Community Remarks: like CoUrbanize, this is an interactive place-based mapping platform where users can place categorical markers on a specific area / location an add comments and opinions. Unlike CoUrbanize, this platform can be both a standalone page or embedded onto another website (e.g. project website, agency website, etc.).

Digital tools aren’t just for outside the public meeting, either. Using technology in public meetings can make it more interesting and exciting for meeting attendees. You no longer need to rent or buy expensive polling equipment because now you can simply use a cell phone and WIFI! With apps like PollEverywhere or Textizen your meeting attendees can participate in polls, surveys, and visioning from the comfort of their phone screen and see results in real-time. We’ve used PollEverywhere for visual preference surveys or free response polls, but there are plenty of question options to fit the app to your project’s needs. One of my favorite features is the PowerPoint integration, so you don’t need to switch back and forth between platforms, your engagement can be directly integrated with your existing presentation.

Textizen is not only great for getting input during meetings in a similar fashion as PollEverywhere, but with the tool you can continue to connect with constituents long after the meeting is over. By cross-marketing on social media, your website, and even printed posters or flyers agencies can attract ongoing feedback and engage larger numbers of people. Rather than rely on mobile-responsive online surveys that require smartphones, Textizen allows anyone with a mobile phone and a few seconds of time to participate in the planning process.
Get Creative

Community engagement is not only important for gathering quantitative feedback to help with action plans and implementation strategies, but it’s an important tool for building a foundation of support for your plan. Engagement isn’t just about what the planners and experts can get from the community, but what they can provide to the community as well. Coloring contests for elementary school students or walking tours with middle and high school students. This information can help provide otherwise unknown insight into various aspects of the community.
With the rise of Instagram and the boom of the hashtag, now supported on nearly every social media platform, photo contests encourage your community to contribute to the planning process in a more creative way.

Each year for World Landscape Architecture Month, the American Society of Landscape Architects (ASLA) engages landscape architects, students, and the public with their annual photo campaign.
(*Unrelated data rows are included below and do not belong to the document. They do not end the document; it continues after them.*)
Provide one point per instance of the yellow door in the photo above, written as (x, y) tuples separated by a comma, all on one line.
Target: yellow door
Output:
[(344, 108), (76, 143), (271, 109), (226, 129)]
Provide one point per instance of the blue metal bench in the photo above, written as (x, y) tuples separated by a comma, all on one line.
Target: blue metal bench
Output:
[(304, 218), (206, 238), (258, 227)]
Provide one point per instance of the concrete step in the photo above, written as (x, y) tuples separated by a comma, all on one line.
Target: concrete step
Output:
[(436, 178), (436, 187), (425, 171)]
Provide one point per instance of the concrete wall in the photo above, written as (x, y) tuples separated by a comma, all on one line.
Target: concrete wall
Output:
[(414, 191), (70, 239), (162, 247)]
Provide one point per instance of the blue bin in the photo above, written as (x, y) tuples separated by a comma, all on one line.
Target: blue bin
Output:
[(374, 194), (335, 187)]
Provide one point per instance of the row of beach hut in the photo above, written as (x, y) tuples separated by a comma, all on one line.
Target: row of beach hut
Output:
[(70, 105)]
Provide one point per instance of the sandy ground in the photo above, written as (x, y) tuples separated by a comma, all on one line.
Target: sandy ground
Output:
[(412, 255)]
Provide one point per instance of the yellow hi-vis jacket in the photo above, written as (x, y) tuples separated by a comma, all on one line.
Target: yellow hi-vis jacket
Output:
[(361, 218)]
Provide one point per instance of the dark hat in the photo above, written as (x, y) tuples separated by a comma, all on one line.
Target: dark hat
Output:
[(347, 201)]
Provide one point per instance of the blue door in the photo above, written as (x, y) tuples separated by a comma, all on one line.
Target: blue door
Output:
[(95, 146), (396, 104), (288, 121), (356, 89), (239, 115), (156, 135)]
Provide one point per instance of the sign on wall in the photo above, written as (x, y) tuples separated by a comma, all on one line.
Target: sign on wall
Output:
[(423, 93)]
Using the hashtag #WLAM, and a small blue card with the words “This is Landscape Architecture” on it, users take a photo of their favorite designed space and share it on social media. The purpose is to bring awareness to the vast array of work landscape architects do and to share some of the great landscape architectural projects from around the world. Something like this could be easily translated into a public planning process using location- or project-specific hashtags. These types of campaigns encourage social content creation about the things in your community they care about and can also help your agency compile photos for future project marketing efforts.

Whether you use an online, technology-based tool or your standard public meetings, just make sure you get in front of as many people as possible to truly engage a wide range of community members. Learning what the community really cares about, and reflecting that in their plan, is the best way to ensure the plan is significant and secures community ownership and support. When it comes to making our communities better, we all need Allies in Place.

We’re always looking for new community engagement tools… what tools have you used successfully in your community?